Today’s computer systems and networks suffer due to rapid increase of attacks. In order to keep them safe from malicious activities or policy violations, emergent research activities go in the direction of developing effective security monitoring systems, such as intrusion detection systems (IDS). Many researchers concentrate their efforts in this area using different approaches to build reliable intrusion detection systems. “Flow-Based Anomaly Intrusion Detection System Using Two Neural Network Stages” by Yousef Abuadlla et al. proposes an intrusion detection system that uses two neural network stages based on flow-data for detecting and classifying attacks in network traffic, with the first stage detecting significant changes in the traffic that could be a potential attack, and the second stage defining whether there is a known attack and classifying the type of attack. The experimental results are promising and demonstrate that the designed models exhibit good accuracy and computational time, with a low probability of false alarms. Therefore, the authors plan to continue their work in order to develop a more accurate model that can be used in real-time environments.

Evolution of software is an unavoidable process during software development and influences all phases of the software lifecycle. On the other hand, refactoring is popular practice for evolving the source code and software architecture highly connected to object-oriented environments. It can be successfully applied in different software systems and environments. Ondrej Macek and Karel Richta, in “Application and Relational Database Co-Refactoring,” go a little bit further and analyze the impact of the application of refactoring on relational database schemas and appropriate stored data. The main contribution of their research is a new point of view on the application of refactoring. The authors are particularly concentrated on proposing a model for refactoring of application persistent objects which is capable of migrating the database according to refactoring of the application code. Furthermore, they showed that the automatic co-refactoring is possible not only in the case of basic changes to an application, but also complex refactoring can be successfully applied automatically on the applications’ code and database.

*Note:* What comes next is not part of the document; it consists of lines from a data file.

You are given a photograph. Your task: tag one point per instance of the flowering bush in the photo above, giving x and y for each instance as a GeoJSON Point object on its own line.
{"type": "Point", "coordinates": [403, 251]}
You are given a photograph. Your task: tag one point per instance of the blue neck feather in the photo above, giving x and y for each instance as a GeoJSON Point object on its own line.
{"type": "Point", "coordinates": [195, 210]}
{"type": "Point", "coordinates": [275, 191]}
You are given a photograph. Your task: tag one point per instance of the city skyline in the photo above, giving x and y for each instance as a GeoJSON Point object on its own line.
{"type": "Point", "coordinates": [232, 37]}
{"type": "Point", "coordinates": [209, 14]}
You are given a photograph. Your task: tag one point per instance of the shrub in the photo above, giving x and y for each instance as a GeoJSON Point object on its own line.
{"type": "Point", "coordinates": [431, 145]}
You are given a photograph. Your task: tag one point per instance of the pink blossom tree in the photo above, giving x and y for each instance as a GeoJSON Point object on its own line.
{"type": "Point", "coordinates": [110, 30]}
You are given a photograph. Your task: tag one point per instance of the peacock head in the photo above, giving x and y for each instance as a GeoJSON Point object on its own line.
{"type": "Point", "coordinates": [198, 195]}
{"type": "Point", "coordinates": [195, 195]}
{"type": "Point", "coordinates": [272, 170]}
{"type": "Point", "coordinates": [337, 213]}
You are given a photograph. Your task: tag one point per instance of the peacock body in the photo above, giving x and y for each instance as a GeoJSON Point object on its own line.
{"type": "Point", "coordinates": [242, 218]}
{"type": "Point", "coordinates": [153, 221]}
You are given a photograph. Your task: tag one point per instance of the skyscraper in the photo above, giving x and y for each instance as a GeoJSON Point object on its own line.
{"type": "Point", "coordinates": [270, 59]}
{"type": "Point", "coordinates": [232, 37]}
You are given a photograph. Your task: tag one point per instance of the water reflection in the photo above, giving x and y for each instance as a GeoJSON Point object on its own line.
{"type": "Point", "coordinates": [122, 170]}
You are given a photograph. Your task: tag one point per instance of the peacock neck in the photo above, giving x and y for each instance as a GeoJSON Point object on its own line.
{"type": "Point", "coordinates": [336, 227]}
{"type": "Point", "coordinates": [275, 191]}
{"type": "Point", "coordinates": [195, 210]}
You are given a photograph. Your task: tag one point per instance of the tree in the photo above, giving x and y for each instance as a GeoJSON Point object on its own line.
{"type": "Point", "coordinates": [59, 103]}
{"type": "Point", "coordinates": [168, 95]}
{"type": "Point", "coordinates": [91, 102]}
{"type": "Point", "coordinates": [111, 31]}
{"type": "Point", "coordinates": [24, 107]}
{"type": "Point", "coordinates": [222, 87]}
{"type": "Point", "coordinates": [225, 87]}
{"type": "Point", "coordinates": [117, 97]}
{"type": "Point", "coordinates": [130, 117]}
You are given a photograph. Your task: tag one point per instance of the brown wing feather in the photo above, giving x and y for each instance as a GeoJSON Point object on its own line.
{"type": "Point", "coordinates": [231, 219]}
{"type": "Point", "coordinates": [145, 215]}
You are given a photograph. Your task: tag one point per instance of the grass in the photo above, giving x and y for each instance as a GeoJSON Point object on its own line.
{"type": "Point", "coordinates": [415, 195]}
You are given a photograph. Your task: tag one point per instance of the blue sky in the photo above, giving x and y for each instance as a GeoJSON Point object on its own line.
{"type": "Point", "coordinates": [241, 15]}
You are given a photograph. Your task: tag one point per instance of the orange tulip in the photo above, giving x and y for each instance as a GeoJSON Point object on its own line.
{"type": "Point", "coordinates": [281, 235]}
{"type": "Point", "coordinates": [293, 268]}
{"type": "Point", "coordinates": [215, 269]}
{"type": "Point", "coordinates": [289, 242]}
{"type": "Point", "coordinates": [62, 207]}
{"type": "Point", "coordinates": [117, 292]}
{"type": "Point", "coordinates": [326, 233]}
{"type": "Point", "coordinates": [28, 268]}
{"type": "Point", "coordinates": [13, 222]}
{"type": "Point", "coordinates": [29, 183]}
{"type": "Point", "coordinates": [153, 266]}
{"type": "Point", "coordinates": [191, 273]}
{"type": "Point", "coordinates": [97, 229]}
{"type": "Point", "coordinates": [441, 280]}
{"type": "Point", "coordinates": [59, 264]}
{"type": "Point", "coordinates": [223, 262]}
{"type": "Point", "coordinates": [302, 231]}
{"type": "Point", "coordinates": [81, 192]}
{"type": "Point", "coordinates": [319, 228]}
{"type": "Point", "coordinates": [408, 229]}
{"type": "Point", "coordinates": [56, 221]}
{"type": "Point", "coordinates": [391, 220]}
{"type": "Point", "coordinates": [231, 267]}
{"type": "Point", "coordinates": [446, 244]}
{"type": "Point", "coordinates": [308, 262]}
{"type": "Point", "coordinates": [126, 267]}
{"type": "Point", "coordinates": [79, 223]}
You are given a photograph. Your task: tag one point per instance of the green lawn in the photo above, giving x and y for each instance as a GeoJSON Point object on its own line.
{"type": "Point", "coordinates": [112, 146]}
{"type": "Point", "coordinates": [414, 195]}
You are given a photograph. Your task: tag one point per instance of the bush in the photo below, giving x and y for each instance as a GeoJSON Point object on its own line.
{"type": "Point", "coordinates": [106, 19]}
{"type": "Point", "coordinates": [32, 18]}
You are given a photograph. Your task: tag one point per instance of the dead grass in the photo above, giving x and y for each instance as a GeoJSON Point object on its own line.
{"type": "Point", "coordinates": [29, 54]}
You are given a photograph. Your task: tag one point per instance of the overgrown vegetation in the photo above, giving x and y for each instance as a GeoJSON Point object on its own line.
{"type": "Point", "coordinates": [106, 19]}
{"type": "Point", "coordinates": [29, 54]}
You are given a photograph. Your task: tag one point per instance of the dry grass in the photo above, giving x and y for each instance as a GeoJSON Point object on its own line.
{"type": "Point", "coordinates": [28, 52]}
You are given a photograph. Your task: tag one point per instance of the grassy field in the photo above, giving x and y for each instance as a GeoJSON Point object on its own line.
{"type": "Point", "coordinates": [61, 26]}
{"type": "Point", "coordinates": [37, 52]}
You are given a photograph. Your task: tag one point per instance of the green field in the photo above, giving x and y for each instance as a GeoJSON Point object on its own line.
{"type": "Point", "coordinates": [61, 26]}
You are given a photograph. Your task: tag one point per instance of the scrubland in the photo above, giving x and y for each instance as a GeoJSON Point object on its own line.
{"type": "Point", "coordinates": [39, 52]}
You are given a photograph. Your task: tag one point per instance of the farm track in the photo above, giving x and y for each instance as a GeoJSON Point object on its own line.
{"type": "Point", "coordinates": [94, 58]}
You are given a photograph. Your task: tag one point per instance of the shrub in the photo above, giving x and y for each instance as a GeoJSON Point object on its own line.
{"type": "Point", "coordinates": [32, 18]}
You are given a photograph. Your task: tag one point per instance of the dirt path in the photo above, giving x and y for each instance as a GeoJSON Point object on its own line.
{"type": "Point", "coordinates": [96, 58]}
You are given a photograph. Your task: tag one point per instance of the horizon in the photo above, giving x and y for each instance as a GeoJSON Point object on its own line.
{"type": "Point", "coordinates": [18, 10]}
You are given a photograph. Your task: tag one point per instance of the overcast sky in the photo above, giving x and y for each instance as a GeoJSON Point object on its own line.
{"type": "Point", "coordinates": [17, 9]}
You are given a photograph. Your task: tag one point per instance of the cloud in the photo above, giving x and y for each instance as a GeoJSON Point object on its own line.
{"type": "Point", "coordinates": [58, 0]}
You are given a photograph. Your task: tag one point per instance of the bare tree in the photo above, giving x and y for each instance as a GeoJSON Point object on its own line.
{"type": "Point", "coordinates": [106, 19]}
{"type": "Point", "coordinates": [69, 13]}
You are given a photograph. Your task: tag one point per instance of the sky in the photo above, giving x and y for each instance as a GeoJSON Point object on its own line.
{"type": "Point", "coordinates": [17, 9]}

Finally, Luka Pavlič et al. in their article “A Question-Based Design Pattern Advisement Approach” propose a question-based design pattern advisement approach, whose goal is to assist developers in identifying and selecting the most suitable design pattern for a given problem. Controlled experiment and two surveys were conducted and results have shown that the proposed approach is beneficial especially to software developers, who have less experience with design patterns. The article also presents extensions to the existing object-oriented design ontology (ODOL), defines a new design pattern advisement ontology and introduces a tool that supports the proposed ontology and the question-based advisement (OQBA) approach. The authors will continue their research activities in the area by developing a holistic methodology for design pattern selection including automatic question forming based on the analysis of paths taken by developers interacting with the system during the question-answer session. Using ontology-based reasoning and techniques they plan to automatically create relevant questions and answers based on information, concepts and relationships stored in the ontology.

4. Conclusions

This issue of Computer Science and Information Systems consisting of regular articles and papers in two special sessions offers variety of interesting research results in a wide range of computer science and information systems topics.

We hope that our readers will enjoy this issue and find interesting and challenging papers for their current and future professional work and research.